Note that we haven’t delayed the authorization request in
step 6, we simply rejected it, expecting the client to retry in step 12. It is certainly feasible to delay the authorization
step, but synchronizing these two separate threads of activity can be
challenging, and isn’t necessary. It’s just
necessary to get the client application to try again. With a sufficient time delay (e.g., one
minute), the client application will be able to complete the authentication workflow
just fine most of the time.
Step 10 and 11 ensures that data holders respond
appropriately to requests to send them a secret, and the client web site revokes
a secret it handed out that wasn’t accepted by a Data Holder.
The applications running behind MyAbbiApps.com and MyDataHolder.org
need establish no mutual trust relationship initially.
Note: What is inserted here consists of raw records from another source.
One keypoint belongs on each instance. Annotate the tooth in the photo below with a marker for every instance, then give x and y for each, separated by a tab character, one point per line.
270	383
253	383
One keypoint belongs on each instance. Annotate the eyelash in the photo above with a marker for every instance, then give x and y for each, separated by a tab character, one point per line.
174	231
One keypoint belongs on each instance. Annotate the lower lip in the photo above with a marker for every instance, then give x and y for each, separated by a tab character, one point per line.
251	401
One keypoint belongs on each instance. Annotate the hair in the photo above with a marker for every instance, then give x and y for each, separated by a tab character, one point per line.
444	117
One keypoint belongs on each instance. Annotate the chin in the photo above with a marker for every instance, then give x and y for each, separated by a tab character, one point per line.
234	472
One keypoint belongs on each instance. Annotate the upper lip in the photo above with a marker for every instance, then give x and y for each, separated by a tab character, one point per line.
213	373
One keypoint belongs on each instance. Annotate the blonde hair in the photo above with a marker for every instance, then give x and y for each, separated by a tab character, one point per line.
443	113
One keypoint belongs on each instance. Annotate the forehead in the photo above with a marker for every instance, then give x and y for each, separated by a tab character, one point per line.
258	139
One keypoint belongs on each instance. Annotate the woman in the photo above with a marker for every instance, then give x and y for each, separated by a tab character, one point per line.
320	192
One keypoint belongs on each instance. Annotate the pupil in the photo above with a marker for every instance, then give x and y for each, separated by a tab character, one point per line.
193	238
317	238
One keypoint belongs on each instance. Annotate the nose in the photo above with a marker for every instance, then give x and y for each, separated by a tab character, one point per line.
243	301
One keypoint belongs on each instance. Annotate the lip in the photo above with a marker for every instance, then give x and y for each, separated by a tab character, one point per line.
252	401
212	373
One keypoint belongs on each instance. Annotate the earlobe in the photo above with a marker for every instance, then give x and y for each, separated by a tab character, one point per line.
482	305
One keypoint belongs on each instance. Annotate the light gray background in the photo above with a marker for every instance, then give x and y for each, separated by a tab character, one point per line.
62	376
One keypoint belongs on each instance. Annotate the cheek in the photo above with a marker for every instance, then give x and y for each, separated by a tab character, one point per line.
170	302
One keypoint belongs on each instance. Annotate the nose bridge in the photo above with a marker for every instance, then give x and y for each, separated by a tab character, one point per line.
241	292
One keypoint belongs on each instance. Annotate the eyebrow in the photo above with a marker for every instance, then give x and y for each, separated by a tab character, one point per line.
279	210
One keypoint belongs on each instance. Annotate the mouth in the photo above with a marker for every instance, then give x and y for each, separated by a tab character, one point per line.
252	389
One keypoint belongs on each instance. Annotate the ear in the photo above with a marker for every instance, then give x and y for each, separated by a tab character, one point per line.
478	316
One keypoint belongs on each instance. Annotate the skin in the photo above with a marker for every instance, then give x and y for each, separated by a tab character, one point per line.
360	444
It is only when they become aware of each
other that each can separately make a trust determination about the other based
upon policies. MyDataHolder.org could
refuse to trust a site whose certificate it didn’t like. Similarly, MyAbbiApps.com could refuse to
trust a Data Holder it didn’t like. It’s
completely up to them to configure the policy.
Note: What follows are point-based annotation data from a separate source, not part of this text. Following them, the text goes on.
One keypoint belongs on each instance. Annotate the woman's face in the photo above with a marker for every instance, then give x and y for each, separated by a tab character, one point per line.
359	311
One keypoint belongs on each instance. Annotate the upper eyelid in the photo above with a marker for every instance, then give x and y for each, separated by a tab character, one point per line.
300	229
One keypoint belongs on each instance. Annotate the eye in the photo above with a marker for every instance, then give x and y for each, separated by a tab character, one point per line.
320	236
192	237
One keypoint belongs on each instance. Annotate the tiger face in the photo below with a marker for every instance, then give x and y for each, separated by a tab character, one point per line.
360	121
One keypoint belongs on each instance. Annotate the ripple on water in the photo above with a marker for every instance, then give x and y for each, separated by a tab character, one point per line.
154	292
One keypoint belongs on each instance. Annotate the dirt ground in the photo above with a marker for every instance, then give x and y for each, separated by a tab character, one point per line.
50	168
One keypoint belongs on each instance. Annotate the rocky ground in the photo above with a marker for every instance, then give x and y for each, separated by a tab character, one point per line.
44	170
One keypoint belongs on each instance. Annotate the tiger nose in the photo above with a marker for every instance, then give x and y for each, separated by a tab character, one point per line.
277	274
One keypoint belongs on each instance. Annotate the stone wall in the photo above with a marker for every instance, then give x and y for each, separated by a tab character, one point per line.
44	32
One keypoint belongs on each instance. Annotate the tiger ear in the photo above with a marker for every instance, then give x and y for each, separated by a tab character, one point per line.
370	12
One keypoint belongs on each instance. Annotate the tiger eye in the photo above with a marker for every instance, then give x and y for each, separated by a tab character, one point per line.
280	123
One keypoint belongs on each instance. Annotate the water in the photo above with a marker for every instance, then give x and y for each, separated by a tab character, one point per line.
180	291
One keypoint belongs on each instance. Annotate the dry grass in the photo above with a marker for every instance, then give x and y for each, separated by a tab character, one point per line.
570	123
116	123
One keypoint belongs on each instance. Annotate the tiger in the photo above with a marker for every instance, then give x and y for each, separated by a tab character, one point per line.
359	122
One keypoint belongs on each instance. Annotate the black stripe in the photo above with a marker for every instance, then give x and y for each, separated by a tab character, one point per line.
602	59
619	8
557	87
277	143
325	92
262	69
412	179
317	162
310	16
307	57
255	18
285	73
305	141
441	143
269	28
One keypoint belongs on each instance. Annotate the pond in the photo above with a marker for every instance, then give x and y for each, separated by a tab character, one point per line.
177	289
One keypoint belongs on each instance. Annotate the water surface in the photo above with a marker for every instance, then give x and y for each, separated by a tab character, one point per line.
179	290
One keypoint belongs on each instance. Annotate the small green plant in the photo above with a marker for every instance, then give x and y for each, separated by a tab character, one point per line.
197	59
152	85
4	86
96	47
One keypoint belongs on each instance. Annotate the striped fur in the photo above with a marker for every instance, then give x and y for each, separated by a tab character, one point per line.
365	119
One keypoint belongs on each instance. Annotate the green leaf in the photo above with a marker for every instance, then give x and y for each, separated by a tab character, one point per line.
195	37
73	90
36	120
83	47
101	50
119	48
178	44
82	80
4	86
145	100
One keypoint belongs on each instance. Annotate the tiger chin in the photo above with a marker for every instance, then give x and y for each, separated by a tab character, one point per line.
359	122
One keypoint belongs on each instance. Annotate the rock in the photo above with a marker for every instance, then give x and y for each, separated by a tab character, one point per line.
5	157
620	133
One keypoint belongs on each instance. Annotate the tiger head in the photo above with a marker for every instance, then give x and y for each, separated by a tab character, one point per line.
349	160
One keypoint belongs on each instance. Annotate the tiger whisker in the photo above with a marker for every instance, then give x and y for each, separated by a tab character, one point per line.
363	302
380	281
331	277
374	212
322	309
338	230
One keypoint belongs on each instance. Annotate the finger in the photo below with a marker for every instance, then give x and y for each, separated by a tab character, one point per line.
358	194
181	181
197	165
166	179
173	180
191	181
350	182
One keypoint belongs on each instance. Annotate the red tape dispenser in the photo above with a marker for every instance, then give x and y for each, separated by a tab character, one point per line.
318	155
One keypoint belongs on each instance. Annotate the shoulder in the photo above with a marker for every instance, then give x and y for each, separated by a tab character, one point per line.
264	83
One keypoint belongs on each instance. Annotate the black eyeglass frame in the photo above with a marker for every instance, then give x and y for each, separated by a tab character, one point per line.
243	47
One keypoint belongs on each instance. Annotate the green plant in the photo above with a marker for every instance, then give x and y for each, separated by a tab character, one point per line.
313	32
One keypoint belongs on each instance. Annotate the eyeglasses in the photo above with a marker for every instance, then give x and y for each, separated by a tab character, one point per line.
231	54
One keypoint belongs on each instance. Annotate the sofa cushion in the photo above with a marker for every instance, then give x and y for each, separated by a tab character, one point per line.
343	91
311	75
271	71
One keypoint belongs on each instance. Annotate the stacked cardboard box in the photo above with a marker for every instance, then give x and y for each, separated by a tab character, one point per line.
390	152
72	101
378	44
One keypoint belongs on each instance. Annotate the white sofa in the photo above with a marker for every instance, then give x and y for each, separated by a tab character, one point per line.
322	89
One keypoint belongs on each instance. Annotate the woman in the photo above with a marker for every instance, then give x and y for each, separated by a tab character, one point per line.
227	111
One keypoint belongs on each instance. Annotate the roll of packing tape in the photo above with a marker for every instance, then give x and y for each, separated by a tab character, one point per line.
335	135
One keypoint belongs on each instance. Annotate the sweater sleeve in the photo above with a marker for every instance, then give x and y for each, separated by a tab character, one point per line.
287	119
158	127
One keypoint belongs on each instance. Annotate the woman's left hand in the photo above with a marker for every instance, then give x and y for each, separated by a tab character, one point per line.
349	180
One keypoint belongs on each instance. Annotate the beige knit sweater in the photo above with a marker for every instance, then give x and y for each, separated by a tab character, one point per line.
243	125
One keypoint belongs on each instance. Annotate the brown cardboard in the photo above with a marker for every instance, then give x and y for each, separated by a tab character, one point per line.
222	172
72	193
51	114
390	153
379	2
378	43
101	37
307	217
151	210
In fact, the trust relationships need not even be based on the
certifications, but could be based on the site URL. Blacklists could be used by either site as
well to reject requests.
Now that I’ve worked out the Authorization Workflow, what
about the normal API Authorization case?
It shouldn’t be necessary for the data holder to get the consumer secret
again for MyAbbiApps.com/ABBI, but if it were, it could simply start at step 6
with the request to obtain the secret.
In this way, applications don’t even need to maintain any sort of
persistent record of the client secret, because they have a way to obtain it
again later.
What I’ve just described is what I call 4-legged OAuth. The three actors in 3-legged OAuth are
1.
Consumer (End User)
2.
Client Application
3.
Server (Data Holder)
We’ve just added the Client Registrar.
Hi Keith,
ReplyDeleteAgain thanks for bringing attention to this issue -- but I'd strongly caution against inventing substantial new infrastructure here.
Getting the details right is just very difficult. What do you see as the essential missing functionality, e.g., in the existing "dynamic client registration" draft for OpenID Connect [1]?
Otherwise, two quick points:
* A client app running on an end-user's device (phone, tablet, laptop, etc) probably shouldn't be trusted to keep a secret. Especially a secret on which the privacy of other people's data depends. (Imagine one rogue user extracting the app's consumer secret and running wild.) See discussion of public vs. confidential clients in the OAuth 2 spec [2].
* As an example of the kind of subtlety involved here: the original OAuth spec was released and widely implemented when a session fixation vulnerability was discovered in its authorization process [3]. This was corrected in OAuth 1.0a by adding the `oauth_verifier parameter`.
[1] http://openid.net/specs/openid-connect-registration-1_0.html
[2] http://tools.ietf.org/html/draft-ietf-oauth-v2-31
[3] http://hueniverse.com/2009/04/explaining-the-oauth-session-fixation-attack/
A couple of responses:
ReplyDelete1. As I mentioned previously, Data Holder's don't necessarily want to become identity providers. Having to register an application with each data holder quickly becomes a ton of registrations. That means that data holders need to provide support to application providers to deal with various application connectivity issues.
With regard to your other points:
1. We already TRUST client apps to keep their secrets. The apps I use today that use OAuth do so.
2. I reused OAuth transaction described in 2.1 of the OAuth RFC to deliver a key and secret to the client (in a way that is already done by OAuth).
3. I reused the verifier pattern in the second communication between client web-site and data holder.
I'll have to look more deeply at OpenID Connect specifications. Right now, it isn't clear how these could be used by a Data Holder without the Data Holder having to be an Identity Provider.
Also, I'm trying to avoid the million registration problem. To put it simply, if there are a 1000 apps, and a 1000 data holders, in order for every one of those apps to work with every one of those data holders, there must be a million registrations performed.